Kimbell’s latest deal spree
Kimbell Royalty Partners is back in acquisition mode, and this time it’s scooping up mineral and royalty interests in the Permian Basin from Mesa Royalties. The price tag: about $147 million, part cash and part freshly issued OpCo units — basically a corporate version of “here’s some money, here’s some stock, let’s make this work.”
Why investors care
The company says the assets should be immediately accretive to distributable cash flow per unit, which is the kind of phrase royalty investors love to hear.

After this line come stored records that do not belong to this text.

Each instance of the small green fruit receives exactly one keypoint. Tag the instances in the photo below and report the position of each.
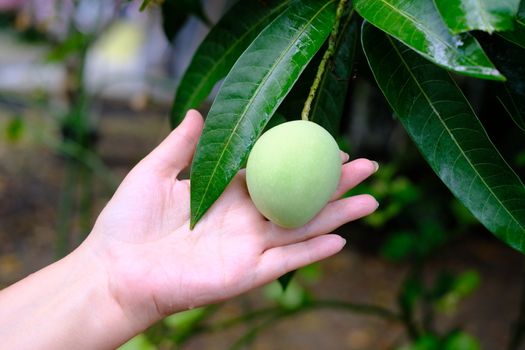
(292, 171)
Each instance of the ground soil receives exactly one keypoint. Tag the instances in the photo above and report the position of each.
(31, 179)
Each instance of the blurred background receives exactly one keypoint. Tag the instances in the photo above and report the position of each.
(86, 88)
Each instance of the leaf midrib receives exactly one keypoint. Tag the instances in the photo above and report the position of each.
(452, 136)
(229, 50)
(427, 30)
(252, 99)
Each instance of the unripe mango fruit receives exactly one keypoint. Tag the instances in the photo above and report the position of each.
(292, 171)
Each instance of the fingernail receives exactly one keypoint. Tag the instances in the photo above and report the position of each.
(376, 165)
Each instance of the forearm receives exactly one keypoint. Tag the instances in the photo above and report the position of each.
(66, 305)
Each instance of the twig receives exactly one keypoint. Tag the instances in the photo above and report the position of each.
(327, 55)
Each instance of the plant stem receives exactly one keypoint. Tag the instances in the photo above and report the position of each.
(326, 57)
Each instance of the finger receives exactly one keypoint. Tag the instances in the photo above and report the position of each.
(177, 149)
(335, 214)
(354, 173)
(277, 261)
(344, 156)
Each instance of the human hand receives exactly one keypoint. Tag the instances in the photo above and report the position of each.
(156, 265)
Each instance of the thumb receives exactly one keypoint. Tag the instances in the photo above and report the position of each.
(177, 149)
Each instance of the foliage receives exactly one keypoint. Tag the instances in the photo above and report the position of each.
(409, 48)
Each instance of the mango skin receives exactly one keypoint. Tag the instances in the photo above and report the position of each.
(292, 171)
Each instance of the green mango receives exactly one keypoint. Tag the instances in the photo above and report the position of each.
(292, 171)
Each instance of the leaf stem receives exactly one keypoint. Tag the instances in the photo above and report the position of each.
(326, 57)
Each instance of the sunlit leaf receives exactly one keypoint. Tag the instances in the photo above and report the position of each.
(510, 61)
(419, 25)
(444, 127)
(251, 93)
(517, 36)
(220, 49)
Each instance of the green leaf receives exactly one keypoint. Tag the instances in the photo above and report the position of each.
(327, 107)
(251, 93)
(176, 12)
(509, 60)
(517, 36)
(514, 106)
(419, 25)
(220, 49)
(444, 127)
(487, 15)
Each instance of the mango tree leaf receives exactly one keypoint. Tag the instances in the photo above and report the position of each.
(327, 107)
(514, 106)
(419, 25)
(517, 36)
(487, 15)
(250, 94)
(510, 61)
(444, 127)
(220, 49)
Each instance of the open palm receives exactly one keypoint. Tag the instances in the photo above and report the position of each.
(157, 265)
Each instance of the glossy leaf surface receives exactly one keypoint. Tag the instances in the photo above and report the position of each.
(220, 49)
(487, 15)
(250, 94)
(419, 25)
(444, 127)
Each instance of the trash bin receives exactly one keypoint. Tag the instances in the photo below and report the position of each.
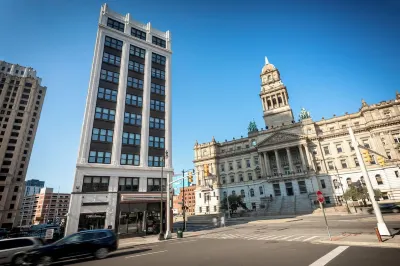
(179, 233)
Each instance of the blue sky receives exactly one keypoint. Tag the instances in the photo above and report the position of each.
(330, 55)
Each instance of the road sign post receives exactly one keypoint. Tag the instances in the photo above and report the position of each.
(321, 199)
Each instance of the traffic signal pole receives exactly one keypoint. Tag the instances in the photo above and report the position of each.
(383, 230)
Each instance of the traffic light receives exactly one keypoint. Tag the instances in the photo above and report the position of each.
(366, 156)
(190, 177)
(381, 160)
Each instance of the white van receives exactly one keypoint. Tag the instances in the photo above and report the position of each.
(12, 250)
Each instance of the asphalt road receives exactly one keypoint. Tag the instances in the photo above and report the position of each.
(206, 252)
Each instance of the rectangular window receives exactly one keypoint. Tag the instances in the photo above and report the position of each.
(137, 51)
(128, 184)
(104, 135)
(156, 142)
(105, 114)
(109, 76)
(133, 119)
(100, 157)
(138, 33)
(157, 105)
(95, 183)
(159, 59)
(157, 73)
(112, 23)
(111, 59)
(154, 184)
(323, 183)
(159, 42)
(157, 123)
(158, 89)
(130, 159)
(135, 66)
(155, 161)
(134, 100)
(135, 83)
(130, 138)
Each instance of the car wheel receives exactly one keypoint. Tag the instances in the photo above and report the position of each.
(101, 253)
(44, 261)
(18, 260)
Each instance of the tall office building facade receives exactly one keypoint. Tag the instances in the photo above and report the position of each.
(126, 135)
(21, 99)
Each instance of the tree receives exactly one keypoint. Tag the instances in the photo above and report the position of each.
(358, 192)
(234, 202)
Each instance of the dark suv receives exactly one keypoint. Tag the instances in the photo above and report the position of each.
(97, 243)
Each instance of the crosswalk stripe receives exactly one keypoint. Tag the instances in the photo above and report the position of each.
(310, 238)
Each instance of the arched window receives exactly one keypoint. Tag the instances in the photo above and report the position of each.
(379, 179)
(252, 192)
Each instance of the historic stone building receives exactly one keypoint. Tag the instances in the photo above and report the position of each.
(289, 161)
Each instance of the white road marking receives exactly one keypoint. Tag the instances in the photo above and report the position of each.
(330, 256)
(310, 238)
(150, 253)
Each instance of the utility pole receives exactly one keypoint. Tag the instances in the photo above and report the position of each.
(383, 230)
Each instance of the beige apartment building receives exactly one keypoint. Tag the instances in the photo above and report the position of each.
(290, 159)
(21, 100)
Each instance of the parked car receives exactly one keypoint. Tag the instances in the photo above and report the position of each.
(98, 243)
(13, 250)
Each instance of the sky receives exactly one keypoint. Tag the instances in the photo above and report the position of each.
(331, 54)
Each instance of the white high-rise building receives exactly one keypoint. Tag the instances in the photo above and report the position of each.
(126, 135)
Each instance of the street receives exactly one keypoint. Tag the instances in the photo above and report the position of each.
(287, 241)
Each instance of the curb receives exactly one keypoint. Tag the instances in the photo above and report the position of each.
(359, 244)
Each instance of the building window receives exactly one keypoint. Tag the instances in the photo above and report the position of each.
(159, 42)
(133, 119)
(130, 159)
(115, 24)
(137, 51)
(154, 184)
(156, 142)
(157, 105)
(158, 89)
(130, 138)
(323, 185)
(95, 183)
(109, 76)
(100, 157)
(111, 59)
(155, 161)
(104, 135)
(128, 184)
(105, 114)
(157, 73)
(159, 59)
(339, 148)
(138, 33)
(135, 83)
(135, 66)
(379, 179)
(157, 123)
(113, 43)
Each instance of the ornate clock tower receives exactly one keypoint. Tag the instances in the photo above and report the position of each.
(274, 98)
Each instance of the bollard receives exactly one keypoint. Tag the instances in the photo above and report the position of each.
(378, 234)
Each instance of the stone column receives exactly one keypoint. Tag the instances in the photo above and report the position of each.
(290, 159)
(120, 109)
(303, 163)
(278, 162)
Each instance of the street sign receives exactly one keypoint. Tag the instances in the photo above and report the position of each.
(320, 197)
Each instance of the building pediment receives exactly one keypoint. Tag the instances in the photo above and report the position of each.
(279, 137)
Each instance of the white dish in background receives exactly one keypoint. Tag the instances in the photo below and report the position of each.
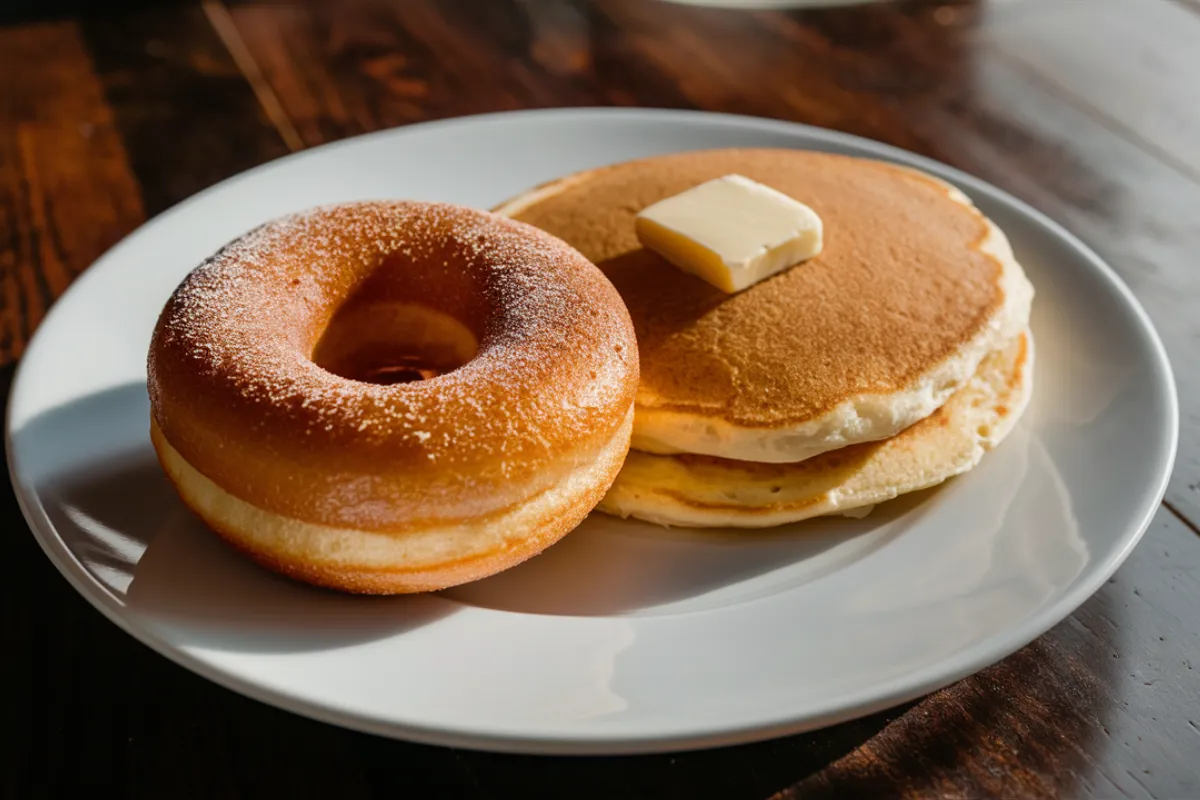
(624, 637)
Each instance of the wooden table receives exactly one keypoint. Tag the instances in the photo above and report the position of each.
(1089, 109)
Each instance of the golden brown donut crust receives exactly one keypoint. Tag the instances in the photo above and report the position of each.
(234, 390)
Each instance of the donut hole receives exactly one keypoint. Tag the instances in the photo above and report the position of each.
(394, 343)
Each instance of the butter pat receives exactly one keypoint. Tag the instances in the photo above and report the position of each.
(731, 232)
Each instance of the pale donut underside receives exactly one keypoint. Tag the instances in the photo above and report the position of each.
(384, 563)
(706, 492)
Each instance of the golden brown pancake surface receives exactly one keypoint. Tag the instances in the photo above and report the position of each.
(900, 287)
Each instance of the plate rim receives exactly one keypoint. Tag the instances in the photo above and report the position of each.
(864, 702)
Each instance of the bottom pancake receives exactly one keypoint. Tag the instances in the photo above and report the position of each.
(705, 492)
(425, 559)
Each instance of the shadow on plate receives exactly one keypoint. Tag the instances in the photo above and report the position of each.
(612, 566)
(101, 486)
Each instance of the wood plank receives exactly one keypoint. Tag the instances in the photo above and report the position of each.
(1105, 705)
(66, 188)
(367, 64)
(185, 112)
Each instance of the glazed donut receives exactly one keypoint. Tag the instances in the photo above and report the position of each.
(283, 414)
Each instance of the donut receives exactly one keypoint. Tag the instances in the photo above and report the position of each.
(390, 397)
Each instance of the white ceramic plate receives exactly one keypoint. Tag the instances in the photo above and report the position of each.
(623, 637)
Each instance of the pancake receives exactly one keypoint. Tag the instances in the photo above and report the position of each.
(913, 289)
(706, 492)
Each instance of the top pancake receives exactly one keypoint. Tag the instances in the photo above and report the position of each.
(913, 289)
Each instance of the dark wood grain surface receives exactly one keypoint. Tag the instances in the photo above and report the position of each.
(1087, 109)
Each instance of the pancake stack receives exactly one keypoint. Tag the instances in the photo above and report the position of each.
(888, 364)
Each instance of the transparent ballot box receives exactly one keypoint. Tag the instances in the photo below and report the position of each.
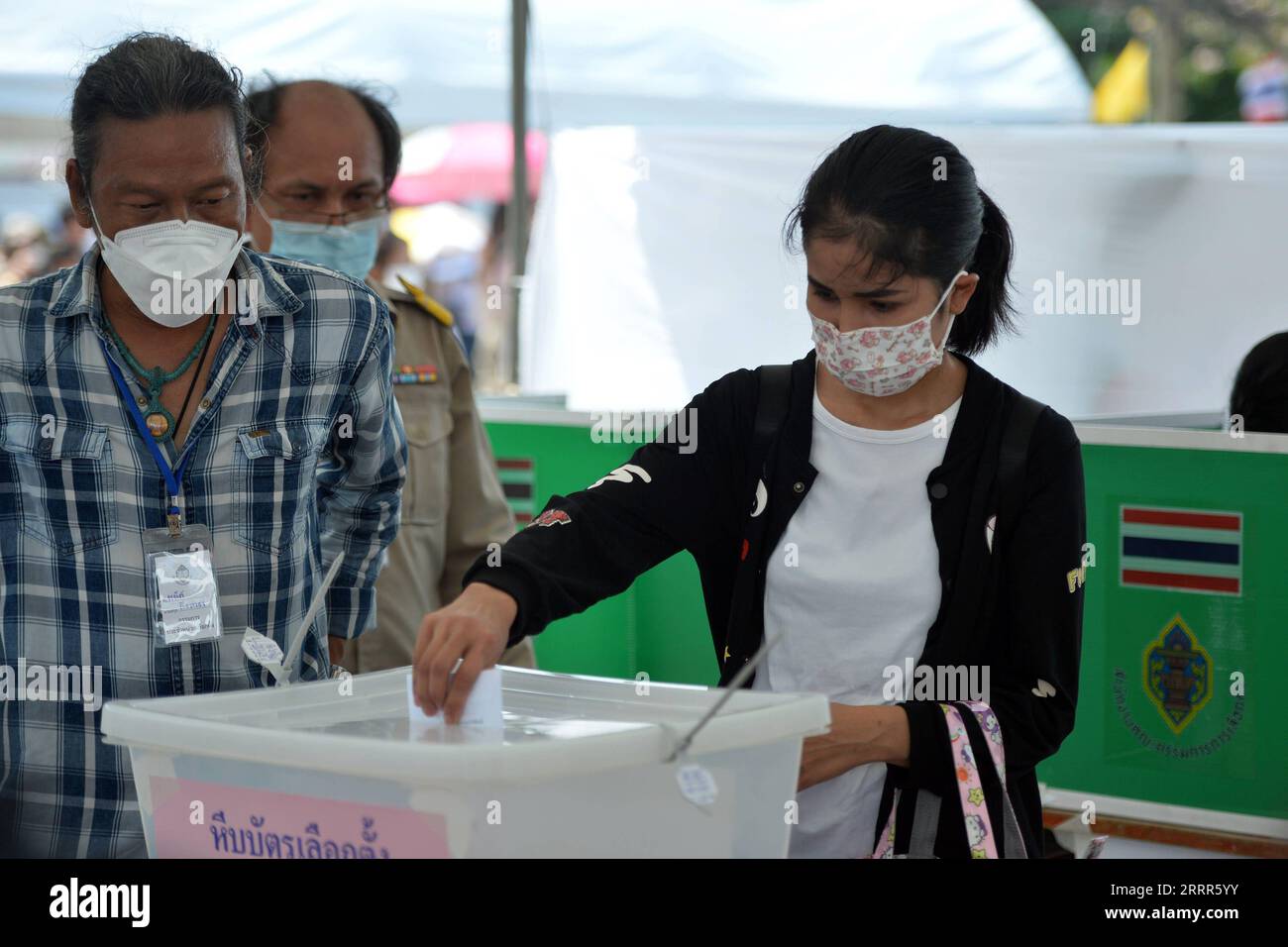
(581, 767)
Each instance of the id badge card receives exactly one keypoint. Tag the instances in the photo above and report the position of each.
(183, 598)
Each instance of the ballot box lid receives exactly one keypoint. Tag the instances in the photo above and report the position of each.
(554, 725)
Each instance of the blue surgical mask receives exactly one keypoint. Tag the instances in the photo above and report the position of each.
(349, 249)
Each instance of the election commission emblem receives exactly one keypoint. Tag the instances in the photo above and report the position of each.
(1177, 674)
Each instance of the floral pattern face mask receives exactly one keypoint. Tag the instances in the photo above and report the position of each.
(883, 361)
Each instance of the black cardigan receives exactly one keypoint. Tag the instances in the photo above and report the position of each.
(699, 497)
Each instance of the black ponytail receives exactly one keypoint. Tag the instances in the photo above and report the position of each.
(912, 204)
(990, 311)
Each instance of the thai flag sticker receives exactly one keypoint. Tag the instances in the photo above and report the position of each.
(1181, 551)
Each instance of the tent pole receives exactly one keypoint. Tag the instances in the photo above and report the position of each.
(516, 221)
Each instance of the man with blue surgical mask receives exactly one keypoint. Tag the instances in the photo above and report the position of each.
(191, 436)
(329, 157)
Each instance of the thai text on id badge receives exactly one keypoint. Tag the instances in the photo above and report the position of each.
(183, 598)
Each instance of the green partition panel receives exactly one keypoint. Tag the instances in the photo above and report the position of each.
(603, 639)
(1183, 697)
(1157, 718)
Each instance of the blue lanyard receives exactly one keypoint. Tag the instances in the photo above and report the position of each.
(171, 476)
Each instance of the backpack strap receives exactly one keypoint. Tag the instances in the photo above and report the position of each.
(771, 408)
(1013, 459)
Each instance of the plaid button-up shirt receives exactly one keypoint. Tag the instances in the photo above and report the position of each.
(295, 457)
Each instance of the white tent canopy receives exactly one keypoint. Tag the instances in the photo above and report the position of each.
(657, 263)
(716, 62)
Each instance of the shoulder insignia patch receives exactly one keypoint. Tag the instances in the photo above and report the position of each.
(428, 303)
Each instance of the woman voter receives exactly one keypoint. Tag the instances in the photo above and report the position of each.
(881, 502)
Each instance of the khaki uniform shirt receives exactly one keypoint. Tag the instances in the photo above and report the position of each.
(452, 502)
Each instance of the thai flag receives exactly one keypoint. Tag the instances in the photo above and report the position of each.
(1184, 551)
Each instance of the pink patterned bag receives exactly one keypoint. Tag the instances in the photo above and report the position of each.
(979, 827)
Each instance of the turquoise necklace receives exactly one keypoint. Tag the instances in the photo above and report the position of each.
(159, 420)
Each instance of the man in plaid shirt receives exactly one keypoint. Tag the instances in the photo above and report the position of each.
(283, 434)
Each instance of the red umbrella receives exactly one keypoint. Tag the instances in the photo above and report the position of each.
(463, 162)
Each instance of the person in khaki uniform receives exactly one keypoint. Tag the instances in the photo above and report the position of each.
(329, 155)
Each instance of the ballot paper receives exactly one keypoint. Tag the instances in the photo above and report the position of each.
(482, 707)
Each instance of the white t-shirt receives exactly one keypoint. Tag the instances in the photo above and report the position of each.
(862, 595)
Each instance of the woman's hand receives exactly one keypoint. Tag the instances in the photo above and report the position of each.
(858, 736)
(476, 628)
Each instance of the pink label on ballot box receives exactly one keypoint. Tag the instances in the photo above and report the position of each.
(237, 822)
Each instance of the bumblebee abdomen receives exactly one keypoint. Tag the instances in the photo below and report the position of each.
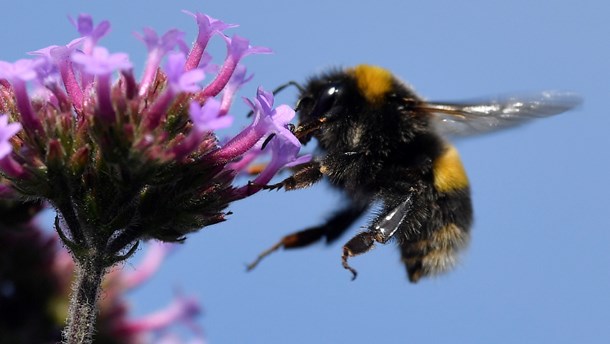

Translation: Kimbell thinks these wells should start adding to the cash pile right away instead of being a fancy expensive paperweight.
The package is also no tiny side quest:
- roughly 2,300 gross producing wells
- more than 600 undeveloped locations
- an estimated $23.3 million of next-twelve-months cash flow at strip pricing
That’s the sort of asset mix that can keep a royalty business humming if commodity prices cooperate.
The financing mix
Kimbell says the deal will be funded with about 70% newly issued OpCo units and 30% cash. So yes, existing holders are getting a little dilution sauce with their deal, but the company is betting the cash flow math more than makes up for it.
Big picture: if you own KRP, this is the classic royalty-company playbook — buy cash-generating barrels, stitch them into the portfolio, and hope the Permian keeps behaving like the oil patch’s favorite money printer.